LoneFox is the author of that one. I think it's a really cool problem :D
How to solve the 25 points problem?
I've tried a greedy approach by picking up the string that will decrease the cost and in case of equal the one that has less similar suffix strings. But unfortunately I got a bug that I couldn't discover before the 6 minutes passed :(
Is my approach correct?
I used dynamic programming (for trie nodes in DFS order), but I don't know if a greedy solution is possible.
I did a dynamic programming, after you sort the strings: best[i][j][l], the minimum cost if you put the i-th string, you already have j other strings, and the cost of adding it is l. When you add another string, you look at the last one added and it's cost l, and see if by adding the new string you'll change the cost, so you can take this into account (since the cost of a string i is determined by the previous and the next in the sorted array)
It ran in in about 3 minutes.
Greedy approach:
start with all possible one character prefixes as S
until you have K prefixes do steps 3-4:
remove shortest prefix X with most direct childs from S
add all prefixes starting with X and one character longer then X into S
print sum of prefixes lengths in S (K oldest if you have too many)
Special cases:
if prefix has only one indirect child there is no reason to remove it
if prefix is only direct child of its parent use its parent length for step 5
use word+'#' so every word ends in leaf. just make sure 'abc#' prefix length is 3.
Seems like last problem needs only accuracy, accuracy and accuracy :(
It also requires some interesting insights (imo). When I first saw it I thought it was a segment tree problem with a bunch of complexity thrown in for the sake of making it take longer.
It took me quite a while to realize that you need to have two trees (or a tree with two sets of values) for the odd- and even-numbered bins to handle the fourth operation. Figuring out what to store in the tree to handle the first two operations was interesting too.
IMO, to solve this problem one should use two straightforward, but complex techniques.
That was said by author of this problem: http://codeforces.net/contest/504/problem/D :]
In this problem you don't need to use complex techniques, just straightforward:)
Why not N ≤ 100000 and M ≤ 100000 on Fox Socks? My computer couldn't run 1000000 in time...
Maybe to avoid bruteforces ran on supercomputers...
My laptop is more than 5 years old, and it processed the input in time in 1 thread. Either you need to write faster code, or your computer is too old. Still I didn't expect the input to consist almost entirely of max tests.
I won't say, how I am impressed by the innovative and interesting task D, but am I the only one, who wrote log N solution per query, and I was able to get answers only to 11 of 20 tests due to big constant of segment tree and slow notebook?..
:) I ran my solution using 3 parallel threads, and got all cases solved in ~5 minutes.
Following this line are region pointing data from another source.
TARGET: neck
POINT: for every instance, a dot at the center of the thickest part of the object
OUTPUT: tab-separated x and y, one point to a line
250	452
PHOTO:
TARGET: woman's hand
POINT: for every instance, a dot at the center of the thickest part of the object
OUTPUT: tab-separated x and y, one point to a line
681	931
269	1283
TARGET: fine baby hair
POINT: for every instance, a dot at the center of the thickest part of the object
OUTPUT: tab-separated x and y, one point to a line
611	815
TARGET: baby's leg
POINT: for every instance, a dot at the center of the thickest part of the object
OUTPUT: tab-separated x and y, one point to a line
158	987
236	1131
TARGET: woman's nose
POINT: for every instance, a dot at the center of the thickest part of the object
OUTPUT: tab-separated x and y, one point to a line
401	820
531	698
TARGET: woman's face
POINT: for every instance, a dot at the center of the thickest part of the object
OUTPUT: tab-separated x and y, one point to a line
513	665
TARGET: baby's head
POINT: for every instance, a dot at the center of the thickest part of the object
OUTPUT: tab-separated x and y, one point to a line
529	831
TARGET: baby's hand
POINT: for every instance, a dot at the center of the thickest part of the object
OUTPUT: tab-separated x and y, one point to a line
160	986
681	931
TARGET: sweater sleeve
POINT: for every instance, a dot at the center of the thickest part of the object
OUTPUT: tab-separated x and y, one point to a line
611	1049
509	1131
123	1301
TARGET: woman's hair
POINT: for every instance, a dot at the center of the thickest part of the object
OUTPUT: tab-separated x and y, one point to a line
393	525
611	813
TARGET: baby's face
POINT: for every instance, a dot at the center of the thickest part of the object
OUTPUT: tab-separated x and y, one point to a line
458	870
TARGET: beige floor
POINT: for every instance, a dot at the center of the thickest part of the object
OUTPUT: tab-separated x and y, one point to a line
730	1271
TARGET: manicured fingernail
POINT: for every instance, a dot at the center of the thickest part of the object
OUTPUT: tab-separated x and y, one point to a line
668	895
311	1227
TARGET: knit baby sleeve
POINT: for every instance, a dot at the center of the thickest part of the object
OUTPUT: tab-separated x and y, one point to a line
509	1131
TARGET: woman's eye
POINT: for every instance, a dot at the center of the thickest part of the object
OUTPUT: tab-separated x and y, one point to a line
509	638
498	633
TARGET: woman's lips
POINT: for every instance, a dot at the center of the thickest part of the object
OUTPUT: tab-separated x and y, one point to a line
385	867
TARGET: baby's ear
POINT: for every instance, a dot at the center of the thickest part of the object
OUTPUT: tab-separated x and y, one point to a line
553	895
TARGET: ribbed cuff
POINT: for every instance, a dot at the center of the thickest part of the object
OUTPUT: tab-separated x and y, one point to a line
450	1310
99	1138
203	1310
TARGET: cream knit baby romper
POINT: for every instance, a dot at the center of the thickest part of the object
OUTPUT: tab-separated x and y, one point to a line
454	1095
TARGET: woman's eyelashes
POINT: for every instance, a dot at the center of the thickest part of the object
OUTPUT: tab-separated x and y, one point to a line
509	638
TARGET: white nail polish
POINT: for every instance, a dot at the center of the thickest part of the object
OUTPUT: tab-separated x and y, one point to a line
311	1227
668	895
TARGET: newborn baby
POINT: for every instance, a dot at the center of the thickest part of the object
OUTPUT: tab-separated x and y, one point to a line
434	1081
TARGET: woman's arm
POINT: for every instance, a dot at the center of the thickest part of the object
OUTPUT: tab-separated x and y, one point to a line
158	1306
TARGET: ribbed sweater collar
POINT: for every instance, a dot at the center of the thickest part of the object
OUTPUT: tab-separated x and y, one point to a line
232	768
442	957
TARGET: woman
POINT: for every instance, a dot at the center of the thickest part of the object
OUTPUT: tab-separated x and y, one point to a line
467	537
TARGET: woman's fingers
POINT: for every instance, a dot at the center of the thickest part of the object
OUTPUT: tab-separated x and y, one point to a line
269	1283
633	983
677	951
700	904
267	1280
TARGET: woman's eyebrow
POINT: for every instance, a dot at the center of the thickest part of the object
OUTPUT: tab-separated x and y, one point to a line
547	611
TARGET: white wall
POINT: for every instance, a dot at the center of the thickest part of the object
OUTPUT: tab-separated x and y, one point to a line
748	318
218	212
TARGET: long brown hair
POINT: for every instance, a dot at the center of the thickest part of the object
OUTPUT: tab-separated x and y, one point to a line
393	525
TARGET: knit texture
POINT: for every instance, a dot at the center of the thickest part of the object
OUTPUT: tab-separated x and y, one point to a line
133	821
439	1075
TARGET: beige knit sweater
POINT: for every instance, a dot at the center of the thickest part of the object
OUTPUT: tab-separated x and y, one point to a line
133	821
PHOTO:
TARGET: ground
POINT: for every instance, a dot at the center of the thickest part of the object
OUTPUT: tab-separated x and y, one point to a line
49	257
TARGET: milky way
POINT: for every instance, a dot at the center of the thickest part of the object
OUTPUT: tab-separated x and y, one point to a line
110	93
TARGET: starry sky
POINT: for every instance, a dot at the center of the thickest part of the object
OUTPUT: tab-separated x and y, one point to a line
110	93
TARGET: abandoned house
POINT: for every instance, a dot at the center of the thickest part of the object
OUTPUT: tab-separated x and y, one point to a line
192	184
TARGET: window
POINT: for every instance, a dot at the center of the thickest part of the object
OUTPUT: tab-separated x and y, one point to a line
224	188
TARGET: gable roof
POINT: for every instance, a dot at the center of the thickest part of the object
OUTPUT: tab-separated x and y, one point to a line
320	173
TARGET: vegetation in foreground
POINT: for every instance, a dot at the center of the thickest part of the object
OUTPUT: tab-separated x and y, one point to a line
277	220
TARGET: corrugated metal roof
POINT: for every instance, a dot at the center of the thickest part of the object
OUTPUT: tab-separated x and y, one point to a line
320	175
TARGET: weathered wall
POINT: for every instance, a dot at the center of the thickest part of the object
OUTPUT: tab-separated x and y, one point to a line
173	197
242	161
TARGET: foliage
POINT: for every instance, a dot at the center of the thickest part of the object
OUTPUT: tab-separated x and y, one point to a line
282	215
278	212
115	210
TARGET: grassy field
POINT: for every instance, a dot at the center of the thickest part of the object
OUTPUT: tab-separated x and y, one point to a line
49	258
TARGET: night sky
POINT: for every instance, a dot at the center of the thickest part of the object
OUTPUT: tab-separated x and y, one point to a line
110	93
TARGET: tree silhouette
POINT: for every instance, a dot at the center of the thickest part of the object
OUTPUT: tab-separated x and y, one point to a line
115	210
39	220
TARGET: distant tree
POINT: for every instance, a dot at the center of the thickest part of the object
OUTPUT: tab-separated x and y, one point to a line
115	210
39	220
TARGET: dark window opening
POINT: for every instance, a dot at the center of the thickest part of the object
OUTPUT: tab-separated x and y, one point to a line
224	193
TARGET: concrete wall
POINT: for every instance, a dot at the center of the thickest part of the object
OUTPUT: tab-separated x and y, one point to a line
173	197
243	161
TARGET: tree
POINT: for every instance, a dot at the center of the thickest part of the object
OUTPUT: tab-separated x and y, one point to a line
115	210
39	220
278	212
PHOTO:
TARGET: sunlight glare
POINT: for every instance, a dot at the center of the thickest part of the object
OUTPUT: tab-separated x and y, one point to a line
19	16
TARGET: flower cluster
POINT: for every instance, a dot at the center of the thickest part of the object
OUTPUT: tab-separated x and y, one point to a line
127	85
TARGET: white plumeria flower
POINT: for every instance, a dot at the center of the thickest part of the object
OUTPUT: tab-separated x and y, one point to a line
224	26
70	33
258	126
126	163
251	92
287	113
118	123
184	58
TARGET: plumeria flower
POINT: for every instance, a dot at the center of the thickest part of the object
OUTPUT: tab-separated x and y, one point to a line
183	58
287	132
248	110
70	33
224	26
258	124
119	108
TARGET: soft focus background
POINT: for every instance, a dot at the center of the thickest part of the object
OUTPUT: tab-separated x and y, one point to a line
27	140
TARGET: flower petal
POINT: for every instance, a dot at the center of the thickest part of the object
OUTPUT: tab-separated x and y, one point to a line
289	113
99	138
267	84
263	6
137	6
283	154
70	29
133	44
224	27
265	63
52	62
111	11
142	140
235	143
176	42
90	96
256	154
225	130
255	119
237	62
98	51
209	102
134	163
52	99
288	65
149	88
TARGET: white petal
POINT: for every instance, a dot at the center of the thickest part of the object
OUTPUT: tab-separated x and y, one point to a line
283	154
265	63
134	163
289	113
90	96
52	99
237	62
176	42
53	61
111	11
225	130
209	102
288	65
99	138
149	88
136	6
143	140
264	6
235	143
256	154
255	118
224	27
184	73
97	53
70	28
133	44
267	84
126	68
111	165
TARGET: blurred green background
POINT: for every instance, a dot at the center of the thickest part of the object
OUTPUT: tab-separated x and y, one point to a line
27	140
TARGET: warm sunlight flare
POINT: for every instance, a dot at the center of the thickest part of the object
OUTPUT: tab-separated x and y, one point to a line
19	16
I guess you could also use parallelization to squeeze through.
How to come up with last problem?
Hmm, lazy propagation can handle this one
This one too
We can use it for this problem either
...
Lets merge all of them to make single problem and see who codes faster?
Oh it could be worse...
Why not use a tree (in preorder numbering) instead of a line?
Why not make the tree dynamic?
Just 4 queries? Pfft, add several more — with min/max conditions, some bitwise operations for good measure, both updating and counting ones
and increase the limits on N, M.
'tis a dangerous path no problemsetter should ever tread!
You forgot about creating cactus out of tree by adding one more edge. :)
You forgot about dynamic cactus graphs.
// Whoops, it means I'm not the only one who thought about this :D
I think the interplay between the 1st and 4th operations is a really interesting part of this problem. I agree that when I first saw this I thought it was a chimera, but there are subtleties at work that make it much more than the sum of its parts.
If that is the only interesting part of this problem, why not get rid of queries 2 and 3? There are already dozens of problems on queries 1, 2 and 3.
I think 1 and 2 together force a bit more consideration as to what gets stored at each node in your segment tree.
If this is the first time such problem appear, you are correct. But unforetunately, FBHC is not the first one, nor the second one to come up with such problem
(・_・;). Given that this problem is painful to code + already appeared on the Internet, I think many competitors felt like(╯°□°)╯︵ ┻━┻(at least 36 people downvoted your 1st comment).Also, about the 3rd problem, isn't it too old too? DP on tree, at each vertex you need Knapsack DP to select K vertices from subtree. I solved it many times already. And it was quite straight-forward to reduce to that problem.
(˘_˘٥)Overall, so far I haven't seen any interesting problems (all are old, only more complexity is added). Since next round is to select top 25, I hope the quality of problems will significantly improve..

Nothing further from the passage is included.